Cousins, Hooper and Chesterman released Strawbs' self-titled debut album in May 1969. In August, the group became a quartet again with the addition of Claire Deniz as their first cellist. This lineup recorded Dragonfly, which was issued in February 1970 after Deniz had been replaced by Lindsay L. Cooper. The next month, the group added Rick Wakeman as their first keyboardist. Just a few weeks later, Chesterman left the band and Cooper took over on bass. By the beginning of May, Elmer Gantry's Velvet Opera members John Ford and Richard Hudson had joined the group on bass and drums, respectively, as their style moved away from being primarily acoustic.

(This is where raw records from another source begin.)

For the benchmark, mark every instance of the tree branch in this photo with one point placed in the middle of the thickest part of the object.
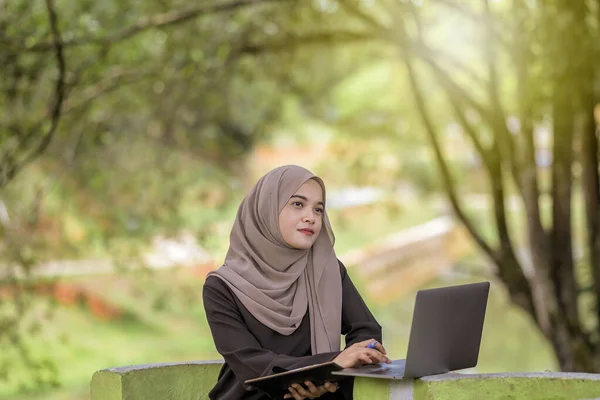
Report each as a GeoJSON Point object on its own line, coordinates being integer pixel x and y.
{"type": "Point", "coordinates": [9, 171]}
{"type": "Point", "coordinates": [150, 22]}
{"type": "Point", "coordinates": [446, 177]}
{"type": "Point", "coordinates": [321, 38]}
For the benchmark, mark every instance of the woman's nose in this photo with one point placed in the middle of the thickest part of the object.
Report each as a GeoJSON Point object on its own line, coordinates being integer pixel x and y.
{"type": "Point", "coordinates": [309, 217]}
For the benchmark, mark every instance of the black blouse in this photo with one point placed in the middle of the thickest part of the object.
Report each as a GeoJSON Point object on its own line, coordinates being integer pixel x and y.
{"type": "Point", "coordinates": [250, 349]}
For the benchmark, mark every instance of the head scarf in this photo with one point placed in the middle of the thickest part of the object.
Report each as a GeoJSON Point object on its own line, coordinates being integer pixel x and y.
{"type": "Point", "coordinates": [275, 281]}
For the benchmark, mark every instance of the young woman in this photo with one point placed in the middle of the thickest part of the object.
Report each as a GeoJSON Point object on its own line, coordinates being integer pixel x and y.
{"type": "Point", "coordinates": [282, 298]}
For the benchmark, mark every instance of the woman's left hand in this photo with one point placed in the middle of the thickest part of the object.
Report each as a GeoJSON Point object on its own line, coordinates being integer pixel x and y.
{"type": "Point", "coordinates": [311, 391]}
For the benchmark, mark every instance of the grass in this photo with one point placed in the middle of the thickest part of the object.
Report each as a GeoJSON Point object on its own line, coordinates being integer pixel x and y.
{"type": "Point", "coordinates": [164, 319]}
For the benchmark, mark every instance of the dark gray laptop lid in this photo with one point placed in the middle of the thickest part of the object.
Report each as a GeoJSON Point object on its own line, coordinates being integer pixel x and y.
{"type": "Point", "coordinates": [446, 329]}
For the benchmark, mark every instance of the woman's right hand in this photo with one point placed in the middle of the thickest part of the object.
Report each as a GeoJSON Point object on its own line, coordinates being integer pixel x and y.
{"type": "Point", "coordinates": [359, 354]}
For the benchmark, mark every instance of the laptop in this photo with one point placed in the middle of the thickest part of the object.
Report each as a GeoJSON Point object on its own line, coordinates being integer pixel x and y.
{"type": "Point", "coordinates": [445, 334]}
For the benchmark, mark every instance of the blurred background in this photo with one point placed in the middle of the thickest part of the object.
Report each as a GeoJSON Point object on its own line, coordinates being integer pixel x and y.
{"type": "Point", "coordinates": [457, 140]}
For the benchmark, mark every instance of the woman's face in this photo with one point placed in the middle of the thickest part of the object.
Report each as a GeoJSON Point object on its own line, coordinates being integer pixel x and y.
{"type": "Point", "coordinates": [301, 218]}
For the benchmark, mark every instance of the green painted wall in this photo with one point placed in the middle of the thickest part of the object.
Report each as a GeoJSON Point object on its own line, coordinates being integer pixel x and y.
{"type": "Point", "coordinates": [185, 381]}
{"type": "Point", "coordinates": [193, 381]}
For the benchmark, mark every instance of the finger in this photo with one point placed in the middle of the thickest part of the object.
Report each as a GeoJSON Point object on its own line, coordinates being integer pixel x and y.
{"type": "Point", "coordinates": [311, 387]}
{"type": "Point", "coordinates": [376, 355]}
{"type": "Point", "coordinates": [364, 359]}
{"type": "Point", "coordinates": [364, 343]}
{"type": "Point", "coordinates": [303, 392]}
{"type": "Point", "coordinates": [331, 387]}
{"type": "Point", "coordinates": [380, 347]}
{"type": "Point", "coordinates": [294, 393]}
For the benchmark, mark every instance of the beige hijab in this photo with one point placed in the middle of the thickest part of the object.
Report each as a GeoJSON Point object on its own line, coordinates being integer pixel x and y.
{"type": "Point", "coordinates": [274, 281]}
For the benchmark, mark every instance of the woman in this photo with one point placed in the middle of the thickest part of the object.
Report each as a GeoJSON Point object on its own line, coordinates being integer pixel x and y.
{"type": "Point", "coordinates": [282, 299]}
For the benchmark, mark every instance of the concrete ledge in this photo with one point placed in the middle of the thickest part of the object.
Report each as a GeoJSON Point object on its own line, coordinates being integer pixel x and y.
{"type": "Point", "coordinates": [193, 381]}
{"type": "Point", "coordinates": [546, 386]}
{"type": "Point", "coordinates": [164, 381]}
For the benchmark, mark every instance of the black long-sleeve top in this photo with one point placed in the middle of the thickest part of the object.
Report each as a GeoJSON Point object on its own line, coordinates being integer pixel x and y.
{"type": "Point", "coordinates": [250, 349]}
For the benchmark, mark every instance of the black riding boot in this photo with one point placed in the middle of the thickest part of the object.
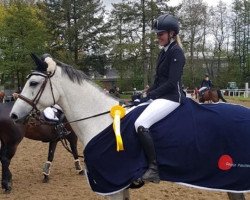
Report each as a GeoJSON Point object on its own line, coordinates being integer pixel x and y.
{"type": "Point", "coordinates": [152, 174]}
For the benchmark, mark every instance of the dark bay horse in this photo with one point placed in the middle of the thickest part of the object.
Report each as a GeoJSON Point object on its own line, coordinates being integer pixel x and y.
{"type": "Point", "coordinates": [211, 95]}
{"type": "Point", "coordinates": [11, 135]}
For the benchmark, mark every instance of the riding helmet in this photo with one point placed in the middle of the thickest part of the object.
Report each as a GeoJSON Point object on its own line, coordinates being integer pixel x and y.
{"type": "Point", "coordinates": [166, 22]}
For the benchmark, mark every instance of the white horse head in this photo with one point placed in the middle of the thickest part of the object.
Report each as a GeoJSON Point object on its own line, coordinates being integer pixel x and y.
{"type": "Point", "coordinates": [54, 82]}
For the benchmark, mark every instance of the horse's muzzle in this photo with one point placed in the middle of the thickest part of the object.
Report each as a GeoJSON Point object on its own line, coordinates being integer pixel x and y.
{"type": "Point", "coordinates": [16, 119]}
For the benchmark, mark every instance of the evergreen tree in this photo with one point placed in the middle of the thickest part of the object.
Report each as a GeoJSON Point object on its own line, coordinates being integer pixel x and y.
{"type": "Point", "coordinates": [21, 33]}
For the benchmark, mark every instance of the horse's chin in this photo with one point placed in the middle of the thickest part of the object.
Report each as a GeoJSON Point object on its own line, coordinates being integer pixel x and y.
{"type": "Point", "coordinates": [22, 120]}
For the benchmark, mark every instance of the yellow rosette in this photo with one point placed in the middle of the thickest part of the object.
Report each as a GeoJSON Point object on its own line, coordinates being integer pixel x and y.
{"type": "Point", "coordinates": [118, 112]}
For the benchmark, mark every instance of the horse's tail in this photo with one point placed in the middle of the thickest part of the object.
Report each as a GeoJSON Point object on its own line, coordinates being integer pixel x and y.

After releasing live album Just a Collection of Antiques and Curios and studio album From the Witchwood, Wakeman left Strawbs in August 1971 to join Yes. He was replaced by Derek "Blue" Weaver of Fair Weather. Grave New World followed in early 1972, before founding member Tony Hooper left that August. In a 1991 interview, Hooper credited his departure to musical differences, recalling that "I felt that we were the best at what we did ... But there was pressure to succeed in America, and that entailed a move towards rock. I considered that to move in that direction would be to move into competition with many bands who were very good at what they did".

1972–1980
Tony Hooper was replaced by Dave Lambert, who had just performed on Dave Cousins' solo debut Two Weeks Last Summer. The new lineup released Bursting at the Seams at the beginning of 1973, before the group splintered in the summer when Ford, Weaver and Hudson were all fired after allegedly attempting to oust Cousins. That July, the frontman and Lambert introduced a new lineup with bassist Chas Cronk (formerly a session musician), keyboardist John Hawken (previously of the Nashville Teens) and drummer Rod Coombes (from Juicy Lucy and Stealers Wheel). After releasing Hero and Heroine and Ghosts, Hawken left Strawbs and Nomadness was recorded with various session keyboardists. After the recording of Nomadness, Hawken was replaced by John Mealing and Robert Kirby. The new two-keyboard lineup released Deep Cuts and Burning for You, after which Coombes left the group. He was replaced in time for the recording of Deadlines by Rick Wakeman's drummer Tony Fernandez.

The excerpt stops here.